Se le dichiarazioni del ministro degli Esteri filippino Delia Albert alla televisione araba al-Jazzira sono attendibili, le Filippine saranno il primo paese in Irak a cedere al ricatto dei terroristi e a ritirare le loro truppe purché l’ostaggio filippino in mano ai tagliatori di teste di al-Zarqawi sia liberato. Se partono i cinquanta soldati filippini la situazione militare sul terreno irakeno non cambierà gran che. Cambia invece, a favore del terrorismo, la situazione politica. I terroristi non operano in modo scriteriato, e non tagliano le teste in diretta televisiva per il gusto di tagliarle. Sono incoraggiati a continuare con gli attentati e con i rapimenti perché, dal loro punto di vista, funzionano. L’attentato di Madrid ha portato alla vittoria di Zapatero e alla fuga spagnola dall’Irak. Ora un rapimento fa scappare anche i filippini. Questo significa, con assoluta certezza, che ci saranno altri rapiti, altre bombe, altre teste tagliate. I terroristi operano secondo una rigorosa logica di costi e benefici: se una strategia funziona, perché dovrebbero cambiarla?
È paradossale che il primo a cedere ai rapimenti-ricatto sia proprio il governo filippino. “La vita di un nostro connazionale – ha detto il ministro degli Esteri – viene prima degli interessi degli Stati Uniti”. Ma in verità le Filippine non sono in Irak per gli “interessi degli Stati Uniti”. Ci stanno per gli interessi propri, perché in Irak sono stati arrestati terroristi filippini, che verosimilmente non si limitano a “lavorare” in loco ma si preparano anche a tornare in patria per rilanciare l’attività terroristica nell’arcipelago asiatico. A differenza di quanto avviene per l’Italia, per le Filippine quella al terrorismo non è una guerra preventiva per scongiurare attentati futuri. È una guerra già in corso, dove Al Qaida si è inserita su vecchie rivendicazioni separatiste delle isole di Mindanao e di Sulu a maggioranza musulmana.
Il governo della presidente Gloria Arroyo può affermare di avere lanciato con un certo successo una nuova strategia, promettendo autonomia e federalismo e portando le più grandi organizzazioni separatiste musulmane al tavolo delle trattative. Ma questo è potuto avvenire solo perché il movimento più direttamente legato (in modo strettissimo e ampiamente dimostrato) ad Al Qaida, il gruppo Abu Sayyaf, è stato sconfitto sul piano militare e oggi è ridotto a un’organizzazione puramente criminale, con scarsissimo seguito, dedita principalmente a rapimenti di occidentali a scopo di estorsione.

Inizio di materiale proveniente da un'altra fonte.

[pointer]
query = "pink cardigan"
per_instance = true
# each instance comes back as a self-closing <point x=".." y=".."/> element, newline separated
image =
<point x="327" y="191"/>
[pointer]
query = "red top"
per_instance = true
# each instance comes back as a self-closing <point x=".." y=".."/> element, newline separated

E la sconfitta del gruppo Abu Sayyaf è avvenuta con il decisivo contributo delle truppe americane. Dopo l’11 settembre l’amministrazione Bush ha inviato oltre seicento soldati e cento milioni di dollari di aiuti militari nelle Filippine. Una decina di militari americani, oltre a diversi funzionari di organizzazioni umanitarie e missionari partiti dagli Stati Uniti, sono tornati in patria in una bara avvolta in una bandiera.
Ma gli Stati Uniti non si sono ritirati dalle Filippine, anzi ci sono ancora. Ora, incoraggiato dalla fuga filippina dall’Irak, il gruppo Abu Sayyaf potrebbe riorganizzarsi. Inoltre il Fronte Islamico di Liberazione Moro – che, a differenza del più moderato Fronte Nazionale di Liberazione Moro, con il governo filippino non ha firmato una pace ma solo una tregua, e mantiene le sue milizie in armi – potrebbe alzare il prezzo o riprendere la lotta armata. La gratitudine non è di questo mondo, ma cedere ai ricattatori di rado porta fortuna.